We learned that our FID average score was being skewed by a handful of very long FID times. Some users were experiencing over a second of input delay. We also learned that these users tended to be on older, less powerful devices in areas with slower network speeds. But our data didn’t tell us why they were experiencing input delays, or what actions were triggering them. We were back where we started, without a clear path forward.
We knew something on the blog was causing input delays and should be optimized or removed, but it wasn’t clear what. We did a number of trial-and-error experiments, optimizing different areas of the site and waiting to see their impact. We optimized how CodePens were loaded, changed how scripts were loaded, and tweaked many other aspects of the site, but nothing moved the needle.
We brainstormed with our friends at Cloudinary and they suggested taking a closer look at event listeners on the site. (Thanks Nadin!) We zeroed in on a couple areas of our site that added touch or scroll event listeners. We removed a third-party library that added touch event listeners and refactored some custom code that relied on listening for scroll events.
Finally, some good news! After deploying these changes our average mobile FID score dropped from over 200 milliseconds, down to around 50! FID can be frustrating to debug since it can’t be tested using tools like Lighthouse, and is often device-specific. But, it’s a helpful metric to let us know what real users are experiencing.

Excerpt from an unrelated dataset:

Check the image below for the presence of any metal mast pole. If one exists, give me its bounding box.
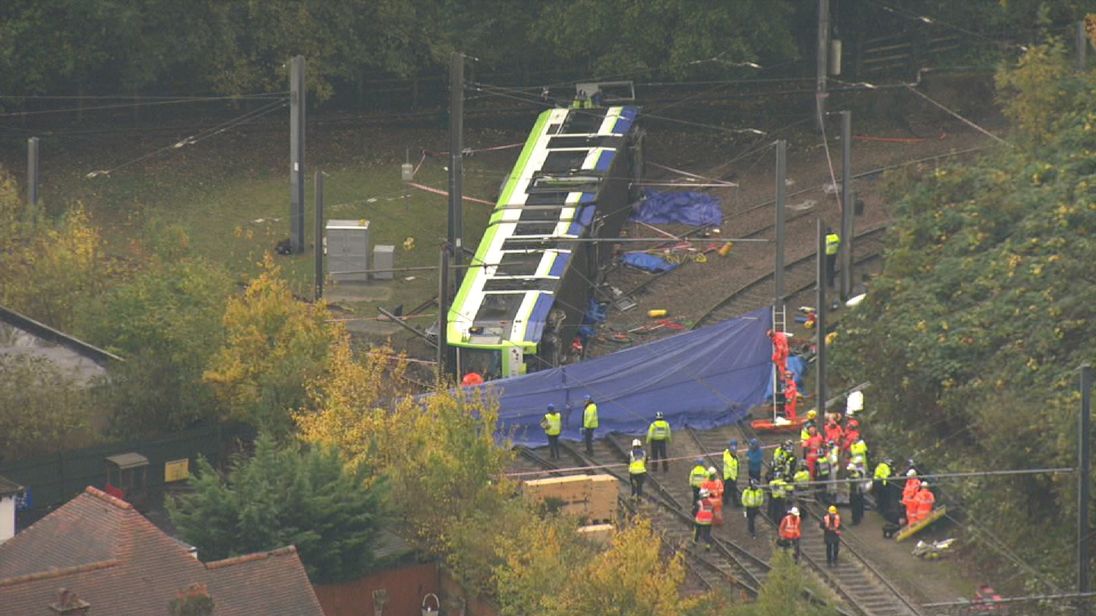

We saw significant improvements in our web vital scores by dedicating time and resources to improving them. Using tools like Lighthouse Parade and WebPageTest allowed us to identify opportunities for improvement, make changes, and track our progress. Focusing on web vitals helped us understand both the experience our blog readers have and how technical choices impact their experiences. There’s still more we plan to do to improve performance because everyone deserves a great experience.